Глава 18
– Именно так, – подтвердила Зоя. – Но вот что я вам еще скажу! К Андрею Борисовичу домой приходил следователь, расспрашивал про Галину. Я случайно услышала, как он говорил: бывшая любовница Расторгуева затеяла спектакль, она знала, что актер отходчив, и решила разжалобить его. Они жили вместе не один год, Галя не случайная одноразовая пассия, а жена, хоть и без штампа в паспорте. Наверное, план интриги был таков: Галина выпивает снотворное, дает немного хлебнуть детям, затем звонит в «Скорую», врачи приезжают, находят всю семью спящей, обнаруживают письмо и связываются с Расторгуевым. Андрей Борисович, испытывая угрызения совести, несется в клинику и позже, когда Галю с детьми выписывают, начинает ей материально помогать. Зная артиста, могу сказать, что такой вариант вполне мог прокатить. Нет, снова жить с обманщицей как с супругой Андрей Борисович не стал бы, а вот деньгами бы точно поделился. Но хитрюга ошиблась в своих расчетах. Тот же следователь объяснил Расторгуеву следующее. Обычно самоубийцы пьют сразу таблеток сорок-пятьдесят, считают, что так умрут наверняка. Однако у них начинается рвота, часть лекарства выводится наружу, и человека спасают.

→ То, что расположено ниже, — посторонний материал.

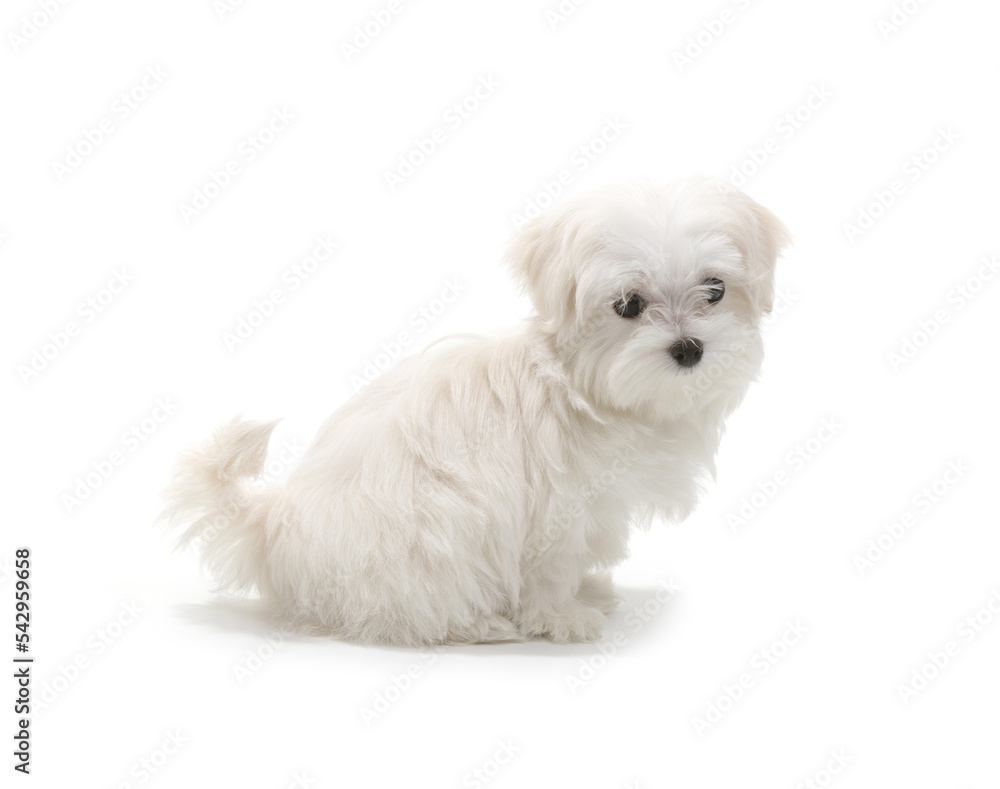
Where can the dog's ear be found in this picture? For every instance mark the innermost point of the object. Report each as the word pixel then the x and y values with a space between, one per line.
pixel 544 256
pixel 760 237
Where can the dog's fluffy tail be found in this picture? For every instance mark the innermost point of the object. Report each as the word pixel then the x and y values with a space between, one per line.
pixel 210 497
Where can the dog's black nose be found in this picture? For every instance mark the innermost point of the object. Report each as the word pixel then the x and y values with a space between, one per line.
pixel 687 352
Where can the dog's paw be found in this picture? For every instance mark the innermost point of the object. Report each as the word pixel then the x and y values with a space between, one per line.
pixel 598 591
pixel 575 623
pixel 483 630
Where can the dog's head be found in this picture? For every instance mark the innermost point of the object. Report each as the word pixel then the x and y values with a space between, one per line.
pixel 653 295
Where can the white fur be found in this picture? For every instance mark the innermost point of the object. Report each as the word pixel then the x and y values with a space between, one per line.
pixel 482 489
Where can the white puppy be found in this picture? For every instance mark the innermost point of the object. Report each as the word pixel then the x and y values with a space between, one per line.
pixel 481 489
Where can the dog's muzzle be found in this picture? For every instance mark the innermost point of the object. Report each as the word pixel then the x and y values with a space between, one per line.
pixel 687 352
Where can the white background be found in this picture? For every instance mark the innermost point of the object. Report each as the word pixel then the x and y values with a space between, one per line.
pixel 186 664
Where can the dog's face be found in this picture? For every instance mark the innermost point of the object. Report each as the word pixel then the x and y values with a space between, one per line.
pixel 653 295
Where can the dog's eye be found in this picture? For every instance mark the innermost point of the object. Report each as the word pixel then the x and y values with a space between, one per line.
pixel 716 289
pixel 631 306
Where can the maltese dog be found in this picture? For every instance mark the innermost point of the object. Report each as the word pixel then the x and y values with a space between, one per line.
pixel 481 490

Галина же побоялась проглотить много снотворного. Она приняла пять-шесть пилюль. Рассчитывала крепко заснуть, чтобы у врачей «Скорой» не возникло сомнений в отношении суицида, и в то же время – что ее непременно откачают. Но такое количество снотворного наиболее опасно, оно не вызывает рвоту, быстро поступает в кровь и губит человека. Я хорошо запомнила слова следователя, привожу их почти дословно: «Многие дамочки инсценируют суицид, и то, что я рассказал вам сейчас, классическая схема их действий. Подтверждением моим словам является звонок Галины Борисовой в «Скорую»: «Мы с детьми решили умереть, – сказала она. – Пусть кто-нибудь приедет и заберет наши тела». Поверьте, если человек действительно собрался на тот свет, он не станет предупреждать медиков, оставлять квартиру незапертой и бросать на столе пустую упаковку от снотворного. Борисова хотела испугать Расторгуева, но ошиблась с дозировкой препарата». В общем, Галину спасти не смогли, Нику же откачали. Андрей Борисович устроил девчонку в один из лучших детдомов страны и устранился из ее жизни.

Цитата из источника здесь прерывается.